Ghana plans to introduce a new royalty scale this year that could raise rates to as much as 12% in response to a prolonged surge in gold prices. The measure would more than double the current rate and has already raised concerns among mining companies and several foreign governments, including the United States and China.
Beijing, Washington and London raise concerns
The proposed reform was announced in mid-January and is still under consideration. At the current gold price of nearly $5,100 per ounce, the new scale would require mining companies to pay up to 12% of their gold mining revenues to the Ghanaian state, compared with the current 5%.
Diplomatic missions from China, the United States, the United Kingdom and Canada have recently expressed concern about the potential impact of the reform.
Reuters reported late last week that the diplomatic initiative aimed to encourage Ghanaian authorities to suspend the planned increase. Diplomats believe the reform could reduce the profitability of mining companies operating in the country.
According to the report, diplomats from these countries, joined by representatives from Australia and South Africa, submitted a joint letter to authorities in Accra outlining their reservations and calling for continued discussions with the government.
"This is the first time I have seen the diplomatic community get involved on this scale," a source close to the matter told Reuters. "The ambassadors expressed concern about the operating conditions miners could face."
Such collective diplomatic pressure is unusual but not entirely surprising. Most of the major gold companies operating in Ghana originate from these countries. They include the U.S. firm Newmont, China's Zijin Gold and South Africa's Gold Fields.
These companies had already raised concerns several weeks earlier through the Ghana Chamber of Mines, which represents the country's gold industry.
Concessions, but still not enough
The Ghanaian government has taken note of the industry's concerns. Reuters reported in early February that authorities proposed adjusting an additional tax known as the “Growth and Sustainability Levy” to facilitate the adoption of the new royalty system. The levy is currently set at 3%. Under the proposal, the rate would be reduced to 1%.
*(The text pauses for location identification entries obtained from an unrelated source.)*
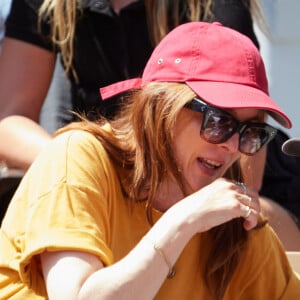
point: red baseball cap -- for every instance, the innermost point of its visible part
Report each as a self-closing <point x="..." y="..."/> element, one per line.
<point x="221" y="65"/>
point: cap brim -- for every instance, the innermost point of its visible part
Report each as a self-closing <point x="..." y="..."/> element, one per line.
<point x="221" y="94"/>
<point x="292" y="147"/>
<point x="232" y="95"/>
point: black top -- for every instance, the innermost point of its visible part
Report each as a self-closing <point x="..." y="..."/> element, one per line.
<point x="109" y="47"/>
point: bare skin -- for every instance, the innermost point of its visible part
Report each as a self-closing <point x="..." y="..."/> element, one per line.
<point x="212" y="201"/>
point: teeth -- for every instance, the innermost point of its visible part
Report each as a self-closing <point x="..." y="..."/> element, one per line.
<point x="212" y="163"/>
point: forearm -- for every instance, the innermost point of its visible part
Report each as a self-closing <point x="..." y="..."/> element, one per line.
<point x="141" y="273"/>
<point x="21" y="141"/>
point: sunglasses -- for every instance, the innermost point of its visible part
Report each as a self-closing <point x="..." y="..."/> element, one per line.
<point x="218" y="126"/>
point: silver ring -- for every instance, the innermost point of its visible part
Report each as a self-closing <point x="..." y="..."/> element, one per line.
<point x="248" y="212"/>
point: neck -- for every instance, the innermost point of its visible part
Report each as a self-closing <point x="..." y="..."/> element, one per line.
<point x="168" y="194"/>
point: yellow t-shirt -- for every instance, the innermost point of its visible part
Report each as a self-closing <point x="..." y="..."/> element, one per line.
<point x="71" y="199"/>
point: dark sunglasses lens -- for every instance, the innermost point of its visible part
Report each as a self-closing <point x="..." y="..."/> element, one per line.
<point x="252" y="139"/>
<point x="217" y="126"/>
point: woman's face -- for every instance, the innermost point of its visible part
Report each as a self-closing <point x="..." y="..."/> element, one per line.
<point x="199" y="161"/>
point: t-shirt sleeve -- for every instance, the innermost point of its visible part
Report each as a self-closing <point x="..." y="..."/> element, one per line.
<point x="63" y="202"/>
<point x="22" y="24"/>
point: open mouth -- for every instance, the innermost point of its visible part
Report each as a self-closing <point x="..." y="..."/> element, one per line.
<point x="210" y="164"/>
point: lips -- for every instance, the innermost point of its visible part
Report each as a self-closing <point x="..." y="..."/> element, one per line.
<point x="210" y="164"/>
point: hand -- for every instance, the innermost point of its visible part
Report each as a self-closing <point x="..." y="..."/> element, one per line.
<point x="222" y="201"/>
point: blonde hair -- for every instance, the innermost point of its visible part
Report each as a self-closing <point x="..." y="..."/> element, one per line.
<point x="162" y="16"/>
<point x="145" y="154"/>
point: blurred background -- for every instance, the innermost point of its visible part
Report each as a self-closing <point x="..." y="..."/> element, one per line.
<point x="281" y="53"/>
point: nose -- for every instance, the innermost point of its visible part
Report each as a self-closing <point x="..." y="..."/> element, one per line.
<point x="232" y="144"/>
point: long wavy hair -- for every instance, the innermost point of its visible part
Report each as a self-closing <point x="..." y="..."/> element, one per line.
<point x="140" y="143"/>
<point x="162" y="16"/>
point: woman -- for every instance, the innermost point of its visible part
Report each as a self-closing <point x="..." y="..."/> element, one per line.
<point x="136" y="207"/>
<point x="100" y="42"/>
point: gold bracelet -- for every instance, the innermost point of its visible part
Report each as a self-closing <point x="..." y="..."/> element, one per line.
<point x="172" y="270"/>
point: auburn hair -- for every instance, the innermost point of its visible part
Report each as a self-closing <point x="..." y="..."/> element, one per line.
<point x="140" y="141"/>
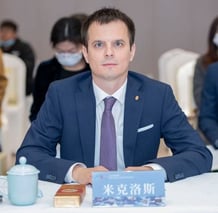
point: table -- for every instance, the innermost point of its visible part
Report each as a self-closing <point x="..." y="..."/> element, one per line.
<point x="192" y="195"/>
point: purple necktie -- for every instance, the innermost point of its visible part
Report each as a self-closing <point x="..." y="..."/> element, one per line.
<point x="108" y="153"/>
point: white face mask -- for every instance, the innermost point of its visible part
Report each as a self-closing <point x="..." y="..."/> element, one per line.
<point x="215" y="39"/>
<point x="68" y="59"/>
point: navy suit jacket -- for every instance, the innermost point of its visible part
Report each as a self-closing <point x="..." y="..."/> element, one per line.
<point x="208" y="117"/>
<point x="68" y="117"/>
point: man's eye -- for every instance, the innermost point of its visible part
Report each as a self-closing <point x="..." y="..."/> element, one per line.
<point x="118" y="44"/>
<point x="98" y="44"/>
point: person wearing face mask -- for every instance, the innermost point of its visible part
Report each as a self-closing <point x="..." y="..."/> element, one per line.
<point x="12" y="44"/>
<point x="204" y="61"/>
<point x="67" y="60"/>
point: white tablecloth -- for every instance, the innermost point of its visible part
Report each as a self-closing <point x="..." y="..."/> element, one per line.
<point x="195" y="194"/>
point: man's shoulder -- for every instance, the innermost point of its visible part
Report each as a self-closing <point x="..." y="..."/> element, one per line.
<point x="212" y="70"/>
<point x="146" y="80"/>
<point x="74" y="81"/>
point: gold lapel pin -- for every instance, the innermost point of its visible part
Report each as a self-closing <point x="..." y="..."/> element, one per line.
<point x="136" y="97"/>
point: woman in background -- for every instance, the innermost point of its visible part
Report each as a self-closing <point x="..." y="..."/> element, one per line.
<point x="3" y="84"/>
<point x="203" y="61"/>
<point x="67" y="61"/>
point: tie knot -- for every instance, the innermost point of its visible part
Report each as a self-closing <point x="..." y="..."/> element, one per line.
<point x="109" y="102"/>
The concession, however, did not convince the Chamber of Mines. The organization is calling for the levy to be scrapped entirely and instead advocates a new royalty scale ranging from 4% to 8%.
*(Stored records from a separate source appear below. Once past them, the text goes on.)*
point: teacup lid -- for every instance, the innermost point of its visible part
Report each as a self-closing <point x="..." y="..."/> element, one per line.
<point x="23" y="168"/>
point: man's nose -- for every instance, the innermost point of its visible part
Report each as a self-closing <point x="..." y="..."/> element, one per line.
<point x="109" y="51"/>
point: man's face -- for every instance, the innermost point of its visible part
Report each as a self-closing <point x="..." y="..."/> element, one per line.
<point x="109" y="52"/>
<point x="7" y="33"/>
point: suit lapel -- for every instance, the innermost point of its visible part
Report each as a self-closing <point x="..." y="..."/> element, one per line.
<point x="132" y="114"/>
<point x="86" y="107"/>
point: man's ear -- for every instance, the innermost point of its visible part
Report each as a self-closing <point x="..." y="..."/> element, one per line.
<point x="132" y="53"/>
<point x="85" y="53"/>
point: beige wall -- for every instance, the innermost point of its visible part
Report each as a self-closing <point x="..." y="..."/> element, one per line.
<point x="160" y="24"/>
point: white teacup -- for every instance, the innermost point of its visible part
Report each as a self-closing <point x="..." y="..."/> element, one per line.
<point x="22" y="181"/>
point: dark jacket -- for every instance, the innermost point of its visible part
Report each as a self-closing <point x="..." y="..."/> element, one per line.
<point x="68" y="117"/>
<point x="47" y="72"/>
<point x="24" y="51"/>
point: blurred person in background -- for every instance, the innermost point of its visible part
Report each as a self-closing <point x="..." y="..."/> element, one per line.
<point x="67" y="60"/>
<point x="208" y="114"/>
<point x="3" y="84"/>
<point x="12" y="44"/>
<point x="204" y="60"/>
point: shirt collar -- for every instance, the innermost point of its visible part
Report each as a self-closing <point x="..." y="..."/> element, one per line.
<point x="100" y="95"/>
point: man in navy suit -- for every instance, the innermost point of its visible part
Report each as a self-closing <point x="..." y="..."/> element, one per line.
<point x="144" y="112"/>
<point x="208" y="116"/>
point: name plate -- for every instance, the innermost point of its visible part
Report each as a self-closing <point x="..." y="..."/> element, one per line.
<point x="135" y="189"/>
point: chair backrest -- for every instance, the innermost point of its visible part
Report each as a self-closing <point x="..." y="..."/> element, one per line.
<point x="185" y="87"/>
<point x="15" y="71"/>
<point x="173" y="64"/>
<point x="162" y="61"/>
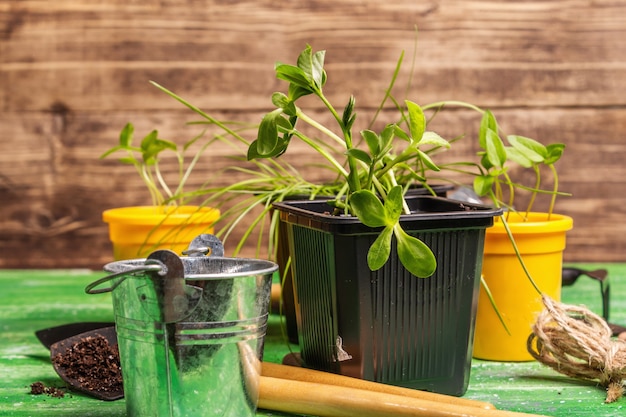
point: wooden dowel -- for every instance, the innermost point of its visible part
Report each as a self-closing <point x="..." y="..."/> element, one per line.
<point x="275" y="370"/>
<point x="324" y="400"/>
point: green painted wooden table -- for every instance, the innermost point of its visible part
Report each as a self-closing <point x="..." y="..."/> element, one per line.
<point x="32" y="300"/>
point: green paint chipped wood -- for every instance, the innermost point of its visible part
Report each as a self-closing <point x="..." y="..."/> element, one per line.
<point x="31" y="300"/>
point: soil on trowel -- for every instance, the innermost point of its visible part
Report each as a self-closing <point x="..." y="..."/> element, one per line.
<point x="39" y="388"/>
<point x="92" y="363"/>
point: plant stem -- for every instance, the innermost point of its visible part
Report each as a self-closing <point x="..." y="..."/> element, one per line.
<point x="555" y="190"/>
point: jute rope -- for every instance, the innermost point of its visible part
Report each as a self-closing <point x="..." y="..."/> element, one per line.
<point x="577" y="342"/>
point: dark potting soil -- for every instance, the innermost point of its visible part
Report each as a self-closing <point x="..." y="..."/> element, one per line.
<point x="38" y="388"/>
<point x="92" y="363"/>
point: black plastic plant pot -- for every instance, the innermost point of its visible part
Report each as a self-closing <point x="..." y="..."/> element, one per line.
<point x="282" y="257"/>
<point x="388" y="326"/>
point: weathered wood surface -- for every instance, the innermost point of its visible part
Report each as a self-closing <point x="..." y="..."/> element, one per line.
<point x="72" y="73"/>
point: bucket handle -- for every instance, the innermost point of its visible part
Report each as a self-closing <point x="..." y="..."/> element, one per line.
<point x="148" y="267"/>
<point x="201" y="245"/>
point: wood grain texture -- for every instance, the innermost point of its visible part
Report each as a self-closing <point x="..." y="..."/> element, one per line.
<point x="72" y="73"/>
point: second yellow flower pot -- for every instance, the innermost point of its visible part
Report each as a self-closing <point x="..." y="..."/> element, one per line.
<point x="137" y="231"/>
<point x="541" y="243"/>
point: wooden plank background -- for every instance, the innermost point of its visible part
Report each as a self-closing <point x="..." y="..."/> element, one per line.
<point x="73" y="72"/>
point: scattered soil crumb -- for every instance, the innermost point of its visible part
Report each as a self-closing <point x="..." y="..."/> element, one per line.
<point x="92" y="363"/>
<point x="38" y="388"/>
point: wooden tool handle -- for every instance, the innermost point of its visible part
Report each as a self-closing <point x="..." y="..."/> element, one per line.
<point x="275" y="370"/>
<point x="334" y="401"/>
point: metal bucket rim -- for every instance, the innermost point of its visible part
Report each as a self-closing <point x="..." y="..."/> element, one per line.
<point x="263" y="267"/>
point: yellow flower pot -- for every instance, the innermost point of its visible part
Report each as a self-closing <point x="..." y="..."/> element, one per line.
<point x="541" y="244"/>
<point x="137" y="231"/>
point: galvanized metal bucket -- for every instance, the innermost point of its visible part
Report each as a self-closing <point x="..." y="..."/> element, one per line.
<point x="190" y="330"/>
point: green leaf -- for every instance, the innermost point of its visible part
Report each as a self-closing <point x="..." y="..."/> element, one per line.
<point x="555" y="151"/>
<point x="293" y="75"/>
<point x="386" y="138"/>
<point x="417" y="121"/>
<point x="394" y="204"/>
<point x="483" y="184"/>
<point x="126" y="135"/>
<point x="380" y="250"/>
<point x="495" y="149"/>
<point x="253" y="152"/>
<point x="368" y="208"/>
<point x="518" y="157"/>
<point x="401" y="134"/>
<point x="372" y="140"/>
<point x="152" y="146"/>
<point x="268" y="133"/>
<point x="281" y="100"/>
<point x="487" y="123"/>
<point x="359" y="154"/>
<point x="348" y="114"/>
<point x="432" y="138"/>
<point x="312" y="64"/>
<point x="427" y="161"/>
<point x="528" y="147"/>
<point x="414" y="254"/>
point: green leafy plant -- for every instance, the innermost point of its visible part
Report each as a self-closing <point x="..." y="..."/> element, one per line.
<point x="371" y="190"/>
<point x="146" y="157"/>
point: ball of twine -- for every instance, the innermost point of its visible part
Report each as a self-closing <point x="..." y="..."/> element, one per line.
<point x="578" y="343"/>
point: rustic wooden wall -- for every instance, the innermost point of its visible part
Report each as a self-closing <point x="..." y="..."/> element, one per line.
<point x="73" y="72"/>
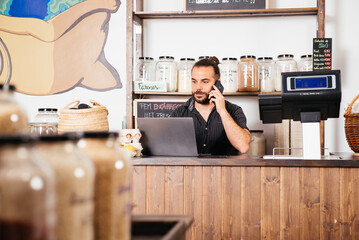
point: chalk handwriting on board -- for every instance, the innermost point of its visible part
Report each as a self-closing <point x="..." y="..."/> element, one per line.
<point x="322" y="54"/>
<point x="156" y="108"/>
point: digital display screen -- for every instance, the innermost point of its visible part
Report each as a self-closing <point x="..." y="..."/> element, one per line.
<point x="319" y="82"/>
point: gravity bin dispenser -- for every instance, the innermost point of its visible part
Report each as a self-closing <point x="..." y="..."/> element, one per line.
<point x="308" y="97"/>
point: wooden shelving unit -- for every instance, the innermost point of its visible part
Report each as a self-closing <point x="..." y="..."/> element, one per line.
<point x="189" y="94"/>
<point x="136" y="15"/>
<point x="229" y="13"/>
It remains unclear how discussions between the government and industry will evolve. The growing involvement of foreign governments could also influence the debate. For Ghana, the stakes are significant. The reform aims to increase government revenues from gold, the country's main export, at a time of sustained high prices for the metal.
The move reflects a broader trend among African producers seeking a larger share of mining revenues. Mali and Burkina Faso have recently revised their fiscal frameworks to capture more value from their mining sectors. For now, no timeline has been announced for the adoption and implementation of the new royalty scale.